"Aw, well—I done my best. You'll remember that, Nance. You know what the Sark men are. He'd be safest away. You tell him I say so," and he pouched his discounted piece of evidence and turned and went, leaving Nance with a heavy heart.

For, as Peter said, she knew what the Sark men were—a law unto themselves, and slow to move out of the deep-cut grooves of the past, but, once stirred to boiling point, capable of going to any lengths without consideration of consequences.

And therein lay Gard's peril.


CHAPTER XIX

HOW THE SARK MEN FELT ABOUT IT

Every soul in the Island that could by any means get there, was in or outside the school-house, mostly outside, long before the clock struck two. Never in their lives had they hurried thither like that before.

A barricade of forms had been made across the room. Within it, at the school-master's table, sat the Sénéchal, Philip Guille, and the Doctor, and old Mr. Cachemaille, the Vicar, ageing rapidly since the tragic death of his good friend, the late Seigneur; beside them stood the Prévôt and the Greffier, behind them lay the body of Tom Hamon covered with a sheet.

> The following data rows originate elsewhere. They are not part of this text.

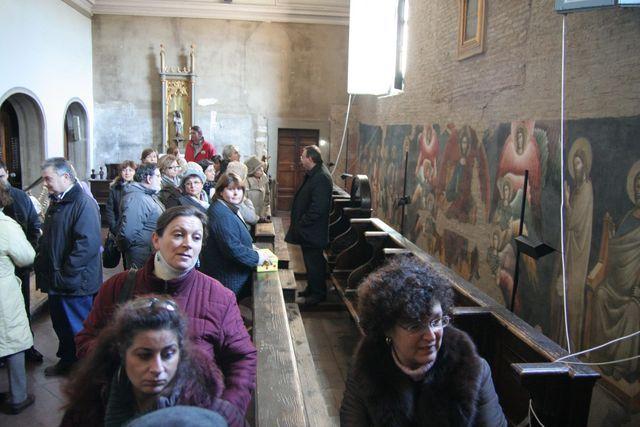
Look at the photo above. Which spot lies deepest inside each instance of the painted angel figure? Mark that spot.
(429, 148)
(526, 149)
(464, 158)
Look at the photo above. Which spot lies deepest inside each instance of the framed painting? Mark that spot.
(470, 28)
(178, 100)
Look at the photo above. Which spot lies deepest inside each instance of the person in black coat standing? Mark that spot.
(310, 222)
(23, 212)
(68, 264)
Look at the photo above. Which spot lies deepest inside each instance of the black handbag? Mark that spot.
(111, 254)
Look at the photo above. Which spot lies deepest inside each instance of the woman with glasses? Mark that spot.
(215, 324)
(170, 170)
(412, 368)
(141, 363)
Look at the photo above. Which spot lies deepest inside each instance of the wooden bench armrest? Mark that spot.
(278, 396)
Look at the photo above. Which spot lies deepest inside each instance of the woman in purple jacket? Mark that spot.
(215, 324)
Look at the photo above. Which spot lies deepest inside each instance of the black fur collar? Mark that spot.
(446, 397)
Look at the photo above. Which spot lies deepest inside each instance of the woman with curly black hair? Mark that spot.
(144, 362)
(411, 368)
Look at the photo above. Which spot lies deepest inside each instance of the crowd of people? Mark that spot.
(167, 333)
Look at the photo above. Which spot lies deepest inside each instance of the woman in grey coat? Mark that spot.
(140, 209)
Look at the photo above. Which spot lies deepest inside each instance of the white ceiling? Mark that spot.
(300, 11)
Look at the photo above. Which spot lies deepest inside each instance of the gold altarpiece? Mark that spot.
(178, 100)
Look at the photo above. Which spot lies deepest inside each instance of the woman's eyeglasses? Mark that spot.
(153, 302)
(421, 327)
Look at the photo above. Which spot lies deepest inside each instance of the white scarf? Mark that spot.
(164, 271)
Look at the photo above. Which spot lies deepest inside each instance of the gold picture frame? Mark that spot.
(471, 20)
(178, 100)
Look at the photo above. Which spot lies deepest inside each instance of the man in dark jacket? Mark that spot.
(23, 212)
(310, 222)
(68, 264)
(140, 210)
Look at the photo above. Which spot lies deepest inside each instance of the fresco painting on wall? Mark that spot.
(466, 198)
(610, 250)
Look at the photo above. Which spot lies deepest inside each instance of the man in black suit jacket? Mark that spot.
(310, 222)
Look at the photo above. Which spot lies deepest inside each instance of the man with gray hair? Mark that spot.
(68, 264)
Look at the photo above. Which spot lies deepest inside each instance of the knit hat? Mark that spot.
(180, 416)
(253, 163)
(193, 172)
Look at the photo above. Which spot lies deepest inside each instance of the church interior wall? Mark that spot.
(262, 76)
(473, 126)
(46, 55)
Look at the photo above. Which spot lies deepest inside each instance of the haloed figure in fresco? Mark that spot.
(579, 221)
(463, 156)
(617, 302)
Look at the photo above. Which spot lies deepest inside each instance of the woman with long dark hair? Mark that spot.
(214, 318)
(143, 362)
(412, 368)
(126, 171)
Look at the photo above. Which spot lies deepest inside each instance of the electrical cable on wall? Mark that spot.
(562, 249)
(344, 134)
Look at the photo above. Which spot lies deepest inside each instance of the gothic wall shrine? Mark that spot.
(473, 126)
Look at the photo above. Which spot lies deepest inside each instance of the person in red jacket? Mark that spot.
(197, 148)
(215, 324)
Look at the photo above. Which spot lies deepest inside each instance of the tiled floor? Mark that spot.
(332, 337)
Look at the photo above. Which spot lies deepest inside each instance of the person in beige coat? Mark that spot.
(15, 335)
(258, 187)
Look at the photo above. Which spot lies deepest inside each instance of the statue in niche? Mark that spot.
(178, 123)
(617, 297)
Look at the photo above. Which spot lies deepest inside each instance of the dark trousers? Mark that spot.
(67, 315)
(316, 267)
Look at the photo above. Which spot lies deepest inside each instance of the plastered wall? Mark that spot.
(260, 74)
(45, 53)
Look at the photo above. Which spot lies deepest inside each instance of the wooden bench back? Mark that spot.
(521, 357)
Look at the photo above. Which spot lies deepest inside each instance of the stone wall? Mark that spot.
(261, 74)
(472, 128)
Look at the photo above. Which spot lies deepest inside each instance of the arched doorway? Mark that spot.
(76, 133)
(21, 136)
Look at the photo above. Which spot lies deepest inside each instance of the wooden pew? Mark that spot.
(278, 398)
(358, 200)
(265, 235)
(287, 389)
(521, 358)
(280, 247)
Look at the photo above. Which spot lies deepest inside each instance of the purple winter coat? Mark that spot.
(215, 324)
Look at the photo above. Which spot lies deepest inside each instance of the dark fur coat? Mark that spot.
(457, 390)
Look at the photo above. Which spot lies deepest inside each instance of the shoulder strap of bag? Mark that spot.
(126, 292)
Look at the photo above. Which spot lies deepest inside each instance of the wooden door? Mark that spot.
(290, 171)
(10, 143)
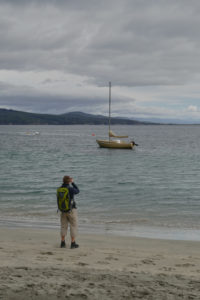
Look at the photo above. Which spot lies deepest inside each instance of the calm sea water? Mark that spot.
(151, 191)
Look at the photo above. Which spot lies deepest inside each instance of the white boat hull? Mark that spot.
(115, 144)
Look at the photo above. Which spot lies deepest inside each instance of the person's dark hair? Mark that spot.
(66, 179)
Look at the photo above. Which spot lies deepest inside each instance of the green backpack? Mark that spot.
(63, 199)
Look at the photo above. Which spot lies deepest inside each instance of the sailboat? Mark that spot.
(117, 143)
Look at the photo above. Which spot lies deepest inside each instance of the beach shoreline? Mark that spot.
(33, 266)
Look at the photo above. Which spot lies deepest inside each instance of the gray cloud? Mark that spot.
(134, 43)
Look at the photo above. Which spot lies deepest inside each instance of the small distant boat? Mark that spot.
(117, 143)
(32, 133)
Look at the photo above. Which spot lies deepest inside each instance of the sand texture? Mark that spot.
(33, 266)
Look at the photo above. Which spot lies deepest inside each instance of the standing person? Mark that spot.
(68, 208)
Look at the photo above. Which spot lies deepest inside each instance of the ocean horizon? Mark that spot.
(151, 191)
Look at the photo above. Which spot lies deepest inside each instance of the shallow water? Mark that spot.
(150, 191)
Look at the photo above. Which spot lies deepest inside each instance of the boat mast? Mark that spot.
(109, 108)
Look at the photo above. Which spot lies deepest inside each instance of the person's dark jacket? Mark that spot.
(73, 190)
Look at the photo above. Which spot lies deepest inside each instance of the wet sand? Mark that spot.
(33, 266)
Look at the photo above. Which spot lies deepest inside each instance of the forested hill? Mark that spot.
(12, 117)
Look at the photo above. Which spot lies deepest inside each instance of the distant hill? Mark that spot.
(12, 117)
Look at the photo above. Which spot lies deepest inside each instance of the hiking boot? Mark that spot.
(74, 245)
(62, 245)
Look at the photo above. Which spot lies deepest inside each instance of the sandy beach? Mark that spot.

It was a perfect day, with a cloudless blue sky and blazing sun, and all the windows were opened wide. Those inside dripped with perspiration, but felt cold chills below their blue guernseys each time they looked at that stark figure with the upturned feet beneath the cold white sheet.

Outside the barricade stood Elie Guille, the Constable, and his understudy Abraham Baker, the Vingténier, to keep order and call the witnesses.